JOUSOUR ARTICLE
Shatila: A summary of the continuing Palestinian tragedy

Zuhair Hawari, Lebanese journalist and researcher
Shatila Camp is essentially an encapsulation of the entire Palestinian tragedy. While other camps have features of estrangement and its accompanying bitterness and misery, Shatila manifests its epic bloody fate.
Such fate does not end with death, not at all. It has a thousand souls to spare, so it always holds factors of both its demise and reincarnation, bearing witness to the fate and capability of this struggling nation.
When the camp was established on an empty plot of land outside the city, the place was nothing more than barren sand near the old Beirut airport. People came, having been forced out of their towns and villages in northern Palestine, mostly from its coastline.
They brought their habits and traditions of family hierarchy, with positions for men, women, and children. They brought their recipes without the utensils, their food without the actual grains, and their stories packed in their grandparents’ clothes, along with the rusty keys of their homes.
The place was not far from the busy port, now bustling with movement after sea trade moved here from Palestinian ports. They found work loading and unloading and any other jobs they could find.
With their low wages, they fed their children and sent them to school every morning. As the camp is on the city’s outskirts, it belongs to it but is not part of it.
Shatila benefited from the political and security chaos in the country and moved from the initial brown fabric tents to brick walls and shiny metal rooftops. Later, it moved to cement ceilings, so sleeping children no longer woke up to cracking thunder and the sound of raindrops on bare metal.
They grew up with their dreams of return. But the older they got, the more delayed the return journey had become. Based on what their grandparents had told them, they used to think that their homes, shops, and wells were eagerly waiting for them. And because they took their dreams seriously, they shook off the shackles of subjective and objective oppression. Those who would merely think about revolting were punished, forced to check-in at police stations in the morning and at night so as not to disturb the peace and security.
Then came the civil war, with its many ramifications, and with it came more floors to the houses than before. They lost their supporters, protectors, and youth. Among all who bled, they bled the most.
They paid their debt with interest.
They were brought down by countless knife and bullet wounds amidst a night’s darkness, a darkness that conceals the atrocities of the massacre.
Murdered women, children, and the elderly were stacked in alleyways, with scores of flies hovering above their bodies. Terrifying scenes, like parts of Picasso’s Guernica, with the smell of blood filling up the air.
Images shocked the world that feasted on the horrific and continuous news broadcast. The people of Shatila came to know that the dead can still die and that those who remain – even if forgotten – must stand up high, like ancient Cypress trees.
Those who remained made sure to tell the tale and keep it from obscurity. But massacres only beget massacres. So the people had to fight for survival again. For a drop of water, they paid ounces of blood. For a loaf of bread, they paid with open wounds; for the treatment of an injured person, they settled with the life of a doctor or a medic.

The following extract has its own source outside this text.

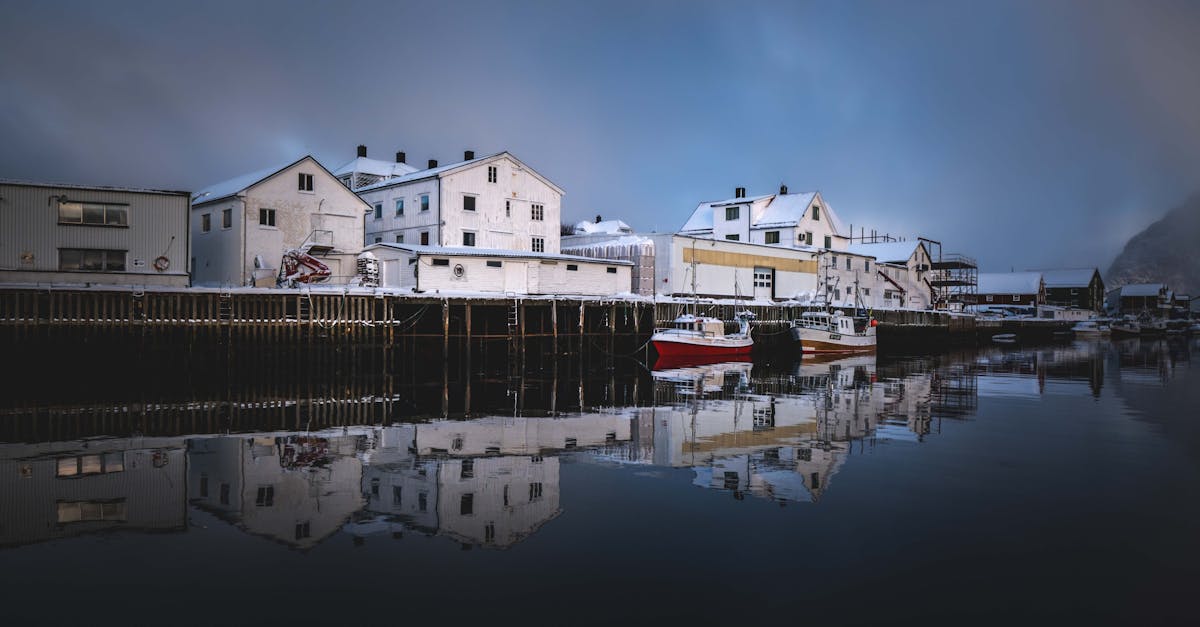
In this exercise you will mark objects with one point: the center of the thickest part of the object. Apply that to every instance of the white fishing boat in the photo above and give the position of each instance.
(1091, 328)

But life goes on. As with all the camps, Shatila today is a land of hunger, thirst, steadfastness, drugs, delirium, and civil chaos. Some are from within, and some are brought in from outside, such as by those with marginal professions seeking the cheapest stay.
Nationalities change, but identity does not. It is still the same camp established on a piece of land owned by the grandsons of Shatila, who are traders working with Palestine and Egypt. But what many do not know is that the adjacent Sabra is not a camp. Instead, it’s just a gathering, as described in the census overseen by the Lebanese Palestinian Dialogue Committee.

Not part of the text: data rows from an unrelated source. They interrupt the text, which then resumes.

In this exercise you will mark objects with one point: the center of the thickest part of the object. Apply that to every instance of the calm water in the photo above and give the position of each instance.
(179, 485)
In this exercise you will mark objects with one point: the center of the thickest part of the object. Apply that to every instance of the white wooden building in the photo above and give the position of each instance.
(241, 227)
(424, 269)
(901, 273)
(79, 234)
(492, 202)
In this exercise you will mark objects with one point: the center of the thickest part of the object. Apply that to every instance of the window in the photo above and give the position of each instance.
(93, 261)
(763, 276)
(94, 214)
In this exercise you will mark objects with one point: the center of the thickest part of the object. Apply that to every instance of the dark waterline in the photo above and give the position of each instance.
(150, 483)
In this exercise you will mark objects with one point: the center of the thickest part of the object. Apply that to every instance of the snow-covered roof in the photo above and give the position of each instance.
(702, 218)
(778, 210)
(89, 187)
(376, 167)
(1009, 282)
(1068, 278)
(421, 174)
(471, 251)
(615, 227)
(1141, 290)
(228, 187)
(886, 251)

It was attached to the official camp, joining it in both the name and its pains. Both camps have one name: Sabra and Shatila. Both camps are still poor. The poor increase in numbers and get poorer. They struggle to secure bread, medicine, electricity, and other basics of a decent life, trying to survive with help from UNRWA and international organizations, but above all, by their own hands, by their sweat.
Shatila encapsulates the Palestinian tale, with its victims, wounded, and broken dreams.

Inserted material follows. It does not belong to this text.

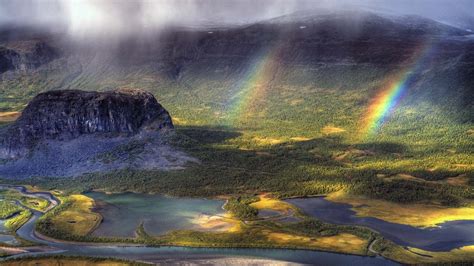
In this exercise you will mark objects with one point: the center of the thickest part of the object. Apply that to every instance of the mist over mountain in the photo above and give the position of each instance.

A tale that strikes down the fake Israeli story that came into being with the Balfour Declaration and has fueled wars after that.
They continue with evictions and more settlements while Palestinians continue to live under occupation or scattered in camps. The Zionist story will not always continue to be heard, and the oppressed will write their own tale on the walls of their houses, on their chests, and within their stories passed on from one generation to another.
With that, Shatila will become history, shedding tears of joy that exceed the tears of sorrow and blood spent during its many conflicts.